How to ingest unstructured PDF files from AWS S3 into Salesforce Data 360?

How to ingest unstructured PDF files from AWS S3 into Salesforce Data 360?

Unlocking Unstructured Data: How to Ingest PDFs files stored in AWS S3 Bucket into Salesforce Data 360(Data Cloud)?

In the era of Generative AI, data is only as good as its accessibility. While structured data has long been the gold standard, a massive amount of enterprise intelligence is locked away in unstructured formats like PDFs.

For Architects, Developers, and Analysts, the challenge is bridging the gap between storage (AWS S3 Bucket) and intelligence (Salesforce Data 360). This guide provides a technical walkthrough on configuring Salesforce Data Cloud (Data 360) to ingest, chunk, and index unstructured PDF files stored in an AWS S3 Bucket.

By following this guide, you will enable Semantic Search and create a foundation for Retrieval Augmented Generation (RAG).


Prerequisites

Before diving into the configuration, ensure your local environment is ready. You will need:

  • Salesforce Data Cloud (provisioned and enabled)
  • AWS Account (with permissions to create S3 buckets, IAM users, and Lambda functions)
  • Command Line Tools:

Phase 1: AWS Configurations

The first step involves setting up the storage container and the identity required for Salesforce to access it.

1. Create the S3 Bucket

Create a standard S3 bucket to store your PDF files.

  • Tip: Create the bucket in the same AWS region where you plan to deploy your Lambda functions later.
  • Action: Note down the Bucket Name and Region.

2. IAM User Setup

Create a dedicated IAM user to handle the handshake between AWS and Salesforce.

  1. Navigate to the AWS Console IAM dashboard.
  2. Create a new User.
  3. Assign the “AmazonS3FullAccess” permission policy (or a scoped-down policy allowing read/list on your specific bucket).
  4. Important: Generate and securely save the Access Key and Secret Key.

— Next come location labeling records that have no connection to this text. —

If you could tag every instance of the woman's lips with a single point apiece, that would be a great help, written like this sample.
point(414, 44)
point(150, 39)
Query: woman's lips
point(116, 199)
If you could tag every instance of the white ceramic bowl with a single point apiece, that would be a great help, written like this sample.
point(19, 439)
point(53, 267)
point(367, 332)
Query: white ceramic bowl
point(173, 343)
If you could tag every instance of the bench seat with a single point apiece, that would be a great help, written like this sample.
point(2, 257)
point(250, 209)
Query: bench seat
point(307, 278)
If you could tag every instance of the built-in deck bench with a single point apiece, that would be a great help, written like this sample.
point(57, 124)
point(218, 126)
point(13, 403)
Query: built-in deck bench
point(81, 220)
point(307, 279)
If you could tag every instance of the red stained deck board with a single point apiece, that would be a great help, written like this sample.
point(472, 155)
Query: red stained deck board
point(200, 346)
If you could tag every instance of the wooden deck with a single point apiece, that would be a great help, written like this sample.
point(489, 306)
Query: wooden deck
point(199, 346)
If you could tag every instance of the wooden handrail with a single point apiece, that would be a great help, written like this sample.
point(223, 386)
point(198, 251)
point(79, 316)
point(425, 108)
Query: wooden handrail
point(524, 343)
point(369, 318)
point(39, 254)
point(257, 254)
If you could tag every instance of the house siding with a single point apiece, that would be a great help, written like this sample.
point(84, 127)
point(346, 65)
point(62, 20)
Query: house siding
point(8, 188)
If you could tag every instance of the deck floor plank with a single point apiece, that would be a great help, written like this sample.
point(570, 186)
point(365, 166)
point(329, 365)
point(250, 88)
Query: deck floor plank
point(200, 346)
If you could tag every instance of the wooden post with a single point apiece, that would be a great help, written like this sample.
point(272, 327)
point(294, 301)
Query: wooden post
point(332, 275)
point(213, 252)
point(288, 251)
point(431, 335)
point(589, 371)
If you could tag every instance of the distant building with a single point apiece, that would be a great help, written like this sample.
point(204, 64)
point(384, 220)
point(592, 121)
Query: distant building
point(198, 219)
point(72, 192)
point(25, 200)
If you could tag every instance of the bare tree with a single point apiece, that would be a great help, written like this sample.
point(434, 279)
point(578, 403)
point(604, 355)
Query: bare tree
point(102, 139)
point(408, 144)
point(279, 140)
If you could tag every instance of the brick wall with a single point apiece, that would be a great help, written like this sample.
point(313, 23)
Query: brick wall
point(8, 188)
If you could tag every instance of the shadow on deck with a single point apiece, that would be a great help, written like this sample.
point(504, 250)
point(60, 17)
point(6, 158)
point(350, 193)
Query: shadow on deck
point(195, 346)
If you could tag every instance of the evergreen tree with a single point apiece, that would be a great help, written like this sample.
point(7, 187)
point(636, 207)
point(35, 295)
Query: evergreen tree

Phase 2: Salesforce Data Cloud Connector Setup

Now, we connect Data Cloud to the S3 bucket using the credentials generated in Phase 1.

Configure the AWS S3 Connector

  1. Navigate to Data Cloud Setup.
  2. Under External Integrations, click Other Connectors.
  3. Click New and select Amazon S3.
  4. Enter a Connection Name, and paste your Access Key & Secret Key.
  5. Click Test Connection to verify.
  6. Click Save.

Create the Unstructured Data Lake Object (UDLO)

This object will act as the container for your PDF data within Data Cloud.

  1. Go to the Data Cloud App via the App Launcher.
  2. Select the Data Lake Objects tab and click New.
  3. Select From External Files and click Next.
  4. Choose the Amazon S3 connector you just created.
  5. Select Connection: Choose your specific connection.
  6. Directory Configuration:
    • Directory Path: Use / if files are at the bucket root.
    • File Pattern: Use *.pdf to strictly include PDF files.
    • Note: You can add up to 5 directories by clicking “More Files”.
  7. Click Next.
  8. Define the Object Name and Object API Name for the UDLO and UDMO (Unstructured Data Model Object).
  9. Crucial Step: Enable “Enable semantic search with system defaults”.
  10. Note the “Search Index Configuration Name” generated by the system.
  11. Click Save and ensure the UDLO Status is Active.

Phase 3: Security & Pipeline Configuration

To keep Data Cloud in sync with S3, we need a file notification pipeline. This requires secure authentication via OAuth using a Certificate.

We will use OpenSSL to generate the certificates required for the OAuth JWT Bearer Flow. Create a folder named Cert on your local machine and run the following commands inside it.

1. Create the private/public key pair:

openssl genrsa -out keypair.pem 2048

2. Create a digital certificate from the key pair:

openssl req -new -x509 -nodes -sha256 -days 365 -key keypair.pem -out certificate.crt

3. Create a pkcs8 private key:

openssl pkcs8 -topk8 -nocrypt -in keypair.pem -out private.key

Configure Salesforce External Client App

  1. In Salesforce Setup, go to External Client App Manager.
  2. Click New External Client App.
  3. Enable “Enable OAuth”.
  4. Callback URL: Enter your My Domain URL (e.g., https://infallibletechiedemo.my.salesforce.com/).
  5. OAuth Scopes: Select the following:
    • Manage user data via APIs (api)
    • Perform requests at any time (refresh_token, offline_access)
    • Manage Data Cloud Ingestion API data (cdp_ingest_api)
  6. Check “Enable JWT Bearer Flow”.
  7. Upload the certificate.crt you created earlier.
  8. Click Create.
  9. Copy the Consumer Key and Consumer Secret.

Authorize the App

To initialize the OAuth flow, we must manually authorize the app once.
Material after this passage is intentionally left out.